# Intranet Analytics - Aggregated Data Analysis

This notebook uses **pre-aggregated data** for faster analysis and smaller dataset sizes.

**Available tables:**
- `fact_daily` - Daily metrics per page (UV, views, likes, comments)
- `fact_daily_website` - Daily metrics per website
- `fact_daily_employee` - Daily metrics by website + region + division (compact, for employee demographics)
- `fact_monthly` - Monthly metrics per page
- `dim_date` - Date dimension
- `page_inventory` - Page metadata
- `employee_contact` - Employee dimension (if employee_contact.csv provided)

**Note:** UV (Unique Visitors) is pre-calculated at the aggregation grain.
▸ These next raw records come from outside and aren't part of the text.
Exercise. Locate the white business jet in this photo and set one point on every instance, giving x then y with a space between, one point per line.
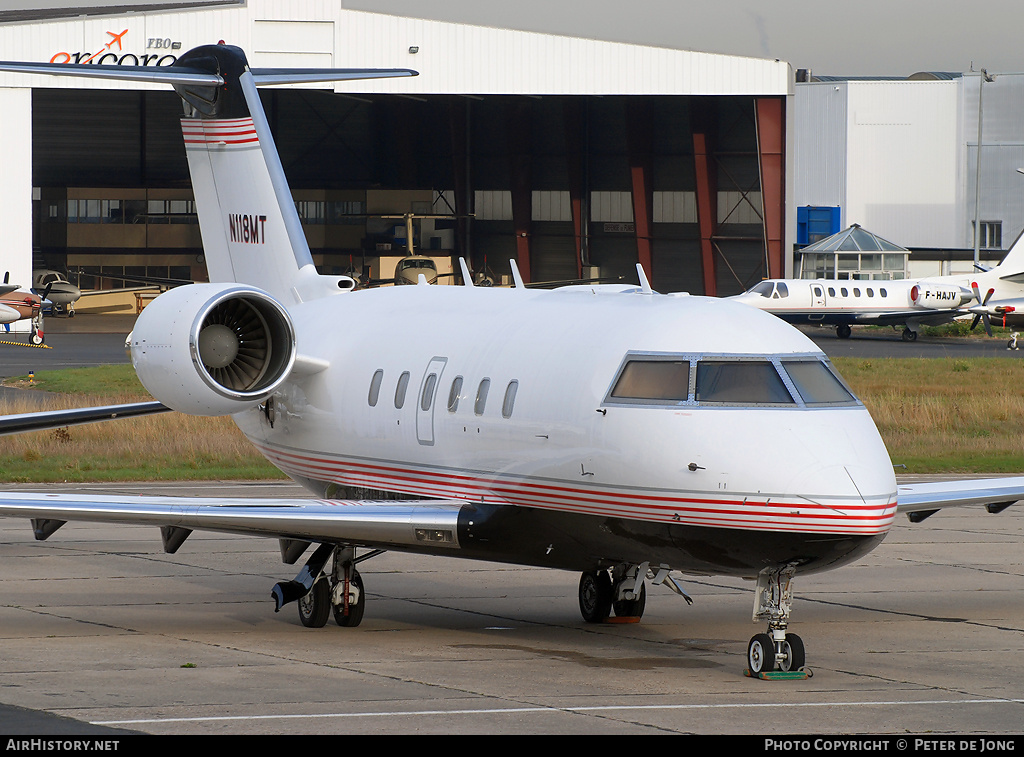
600 429
996 293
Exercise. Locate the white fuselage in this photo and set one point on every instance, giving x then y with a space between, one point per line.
566 445
832 301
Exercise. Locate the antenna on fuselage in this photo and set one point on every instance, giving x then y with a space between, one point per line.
644 284
516 276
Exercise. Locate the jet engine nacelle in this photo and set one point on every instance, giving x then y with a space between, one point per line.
213 348
938 298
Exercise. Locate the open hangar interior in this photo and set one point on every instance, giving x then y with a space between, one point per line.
571 180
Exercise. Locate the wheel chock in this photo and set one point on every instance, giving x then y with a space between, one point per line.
24 344
781 675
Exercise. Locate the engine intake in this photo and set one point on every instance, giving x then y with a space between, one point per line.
213 348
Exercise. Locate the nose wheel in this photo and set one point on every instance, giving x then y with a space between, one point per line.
764 655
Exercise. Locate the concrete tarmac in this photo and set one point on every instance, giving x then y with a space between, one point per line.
922 636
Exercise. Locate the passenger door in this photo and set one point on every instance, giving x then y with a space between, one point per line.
426 401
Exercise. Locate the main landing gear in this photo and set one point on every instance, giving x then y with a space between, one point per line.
776 649
320 594
623 591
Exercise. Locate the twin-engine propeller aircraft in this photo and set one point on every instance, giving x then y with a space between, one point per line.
994 293
59 292
601 429
22 304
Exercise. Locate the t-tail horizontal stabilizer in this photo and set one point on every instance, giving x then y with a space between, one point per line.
251 229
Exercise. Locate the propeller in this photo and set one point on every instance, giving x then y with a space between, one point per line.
983 311
980 313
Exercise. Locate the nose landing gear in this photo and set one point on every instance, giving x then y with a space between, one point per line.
775 654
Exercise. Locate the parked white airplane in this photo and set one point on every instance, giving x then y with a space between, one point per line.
602 429
60 292
994 293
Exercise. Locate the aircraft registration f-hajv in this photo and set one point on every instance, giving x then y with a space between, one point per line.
996 293
600 429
For page-level employee analysis, use the detailed database.

In [None]:
import duckdb
import pandas as pd
import matplotlib.pyplot as plt
import warnings
from pathlib import Path

# Suppress font warnings
warnings.filterwarnings('ignore', message='Glyph.*missing from font')

# Project paths
PROJECT_ROOT = Path.cwd().parent
DB_PATH = PROJECT_ROOT / "output" / "db" / "analytics_agg.duckdb"

# Plot styling
plt.style.use('seaborn-v0_8-whitegrid')
plt.rcParams['figure.figsize'] = (12, 6)
plt.rcParams['font.size'] = 10
plt.rcParams['font.family'] = 'sans-serif'
plt.rcParams['font.sans-serif'] = ['Arial', 'DejaVu Sans', 'Helvetica', 'sans-serif']

# DataFrame display formatting
pd.set_option('display.float_format', lambda x: f'{x:,.0f}' if x == int(x) else f'{x:,.2f}')
pd.set_option('display.max_colwidth', 50)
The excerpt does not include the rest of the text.